El
ultraviolento western de Quentin Tarantino cuenta con las virtudes
tradicionales del que alguna vez fue el
niño terrible de Hollywood: música pop, personajes fascinantes (sumados a un talento especial para elegir a los actores que los interpretan), estallidos
de violencia inesperada, su capacidad para tomar los géneros cinematográficos y
deformarlos mientras los homenajea, esa autoconciencia que nos indica que
estamos en el mundo del cine y que nos permite también cierta reflexión (al
estilo de Jean-Luc Godard).
Y además, hay
en este film una muestra dificil de olvidar de lo que fueron los años de la esclavitud en EE.UU. en dos escenas de esas que traumatizan al espectador.
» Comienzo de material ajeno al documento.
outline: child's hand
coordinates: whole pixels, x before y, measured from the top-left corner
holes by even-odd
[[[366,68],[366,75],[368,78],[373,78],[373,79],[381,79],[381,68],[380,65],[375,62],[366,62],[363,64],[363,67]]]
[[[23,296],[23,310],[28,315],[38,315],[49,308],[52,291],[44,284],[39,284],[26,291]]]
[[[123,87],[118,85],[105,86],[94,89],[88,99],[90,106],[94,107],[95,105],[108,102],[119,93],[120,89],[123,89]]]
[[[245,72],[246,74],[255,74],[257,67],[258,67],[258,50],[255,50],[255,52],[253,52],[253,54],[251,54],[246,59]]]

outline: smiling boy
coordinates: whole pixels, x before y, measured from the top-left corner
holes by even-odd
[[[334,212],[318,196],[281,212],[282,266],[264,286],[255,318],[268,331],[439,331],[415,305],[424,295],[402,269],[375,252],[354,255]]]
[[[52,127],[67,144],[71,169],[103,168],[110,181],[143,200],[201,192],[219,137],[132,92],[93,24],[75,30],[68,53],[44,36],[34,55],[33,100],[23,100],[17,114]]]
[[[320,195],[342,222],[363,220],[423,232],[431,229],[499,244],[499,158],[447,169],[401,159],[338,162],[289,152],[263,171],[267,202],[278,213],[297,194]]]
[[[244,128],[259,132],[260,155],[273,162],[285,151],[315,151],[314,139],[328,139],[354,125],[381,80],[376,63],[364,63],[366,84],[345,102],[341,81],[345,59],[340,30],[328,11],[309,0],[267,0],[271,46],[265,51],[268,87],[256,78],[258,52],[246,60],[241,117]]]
Tarantino homenajea apasionadamente al más tradicional de los géneros
norteamericanos mientras refriega la cara de sus compatriotas sobre las
atrocidades cometidas por su propio país. Leonardo
DiCaprio compone un gran villano, apenas superado por el esclavo esclavizador de Jackson.
Hay divertidísimas apariciones de
Don Johnson y Jonah Hill en una secuencia que parece extraída de un film de los
Monty Python. Jaime Foxx logra imprimirle autenticidad a su recorrido de
esclavo a vengador, pero es eclipsado indefectiblemente por el brillante
trabajo de Waltz (con el que ganó su segundo Oscar, ambos en films de Tarantino).
El clímax de
la película, que nos recuerda a uno de los momentos mas impresionantes de
Kill Bill, nos deja exhaustos, pero con una satisfacción cinematográfica y también moral. Bienvenidos al salvaje oeste,
donde la venganza es un plato que se sirve caliente.